Seeing Bette and Dot assembled on-screen for the first time "was very weird and kind of jarring," Paulson said. "It was probably less strange for me to watch than for other people, because I knew every single moment that we were doing — like when I had the puppet on.

"I thought it was really seamlessly executed. At the beginning of this, nobody really knew how we were going to pull it off, so I think it's a small miracle."

It hasn't been announced where "American Horror Story," already renewed for season five, will shoot next. So "Freak Show's" wrap could've conclude a two-plus-years period of work in New Orleans for Paulson, dating back to her role in Steve McQueen's "12 Years a Slave" through "American Horror Story: Coven" and "Freak Show."

"It's a hard thing when you go on location, but sometimes you only go for a month at a time or six weeks at a time," she said. "I've been here for six months now two years and a row, and it almost feels like a second home.

"Something about the energy of the city, it either works for you or it doesn't, and for me it really does. I love the people. I just love shooting here. It's going to be bizarre to say goodbye.

"If you bump into somebody on the street in New York you don't know, you're likely to get, 'Sorry, pardon me,' or a different look or a kind of a nasty look or just a look in general. Here, not only do they say they're sorry, but they let you know where they were born and where their kids are going to school. It's a wonderful thing that the small contact that you make with a person, big things can come from it. You learn a lot about the person standing behind you in the grocery store.

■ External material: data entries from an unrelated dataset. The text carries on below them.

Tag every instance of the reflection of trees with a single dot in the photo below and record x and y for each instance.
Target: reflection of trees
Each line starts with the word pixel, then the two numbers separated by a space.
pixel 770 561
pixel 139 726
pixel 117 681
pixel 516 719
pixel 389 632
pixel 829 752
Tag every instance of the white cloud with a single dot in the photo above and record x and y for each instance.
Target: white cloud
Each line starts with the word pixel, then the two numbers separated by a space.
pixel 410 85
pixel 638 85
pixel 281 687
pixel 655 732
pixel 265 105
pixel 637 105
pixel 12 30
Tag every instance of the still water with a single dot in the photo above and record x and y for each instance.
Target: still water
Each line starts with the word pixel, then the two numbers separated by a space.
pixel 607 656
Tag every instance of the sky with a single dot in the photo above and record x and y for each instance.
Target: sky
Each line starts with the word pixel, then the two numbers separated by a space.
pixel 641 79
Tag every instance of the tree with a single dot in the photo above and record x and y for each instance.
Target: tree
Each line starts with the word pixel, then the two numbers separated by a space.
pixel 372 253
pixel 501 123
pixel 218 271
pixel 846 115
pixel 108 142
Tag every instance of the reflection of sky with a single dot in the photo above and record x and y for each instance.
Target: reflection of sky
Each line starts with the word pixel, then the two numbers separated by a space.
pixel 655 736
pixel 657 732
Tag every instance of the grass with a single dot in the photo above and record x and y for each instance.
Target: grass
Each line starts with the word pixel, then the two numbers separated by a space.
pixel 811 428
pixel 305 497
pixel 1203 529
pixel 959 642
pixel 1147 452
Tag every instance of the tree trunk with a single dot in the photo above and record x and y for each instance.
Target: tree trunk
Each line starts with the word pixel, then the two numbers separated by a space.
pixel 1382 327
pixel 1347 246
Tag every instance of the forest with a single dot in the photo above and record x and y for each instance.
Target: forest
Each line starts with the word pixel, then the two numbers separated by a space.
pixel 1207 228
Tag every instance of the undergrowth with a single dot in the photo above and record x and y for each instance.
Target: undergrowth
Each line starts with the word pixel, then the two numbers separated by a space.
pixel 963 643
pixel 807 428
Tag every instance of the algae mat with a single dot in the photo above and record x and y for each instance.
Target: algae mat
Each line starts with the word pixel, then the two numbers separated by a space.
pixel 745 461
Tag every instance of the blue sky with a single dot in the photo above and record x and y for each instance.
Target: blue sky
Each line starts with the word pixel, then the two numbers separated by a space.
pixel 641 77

"People feel open-hearted here, and generally interested in other people. Sometimes in Los Angeles or New York or other big, bustling cities — particularly where there's a level of narcissism that surpasses other places — I do think you live in a bubble. In Los Angeles particularly, you go from your house to a car and your car to wherever you're going, and you're kind of insulated. This is not like that. You're on the street here and there's a kind of genuine interest in other people that I think you don't find other places, and it's inspiring."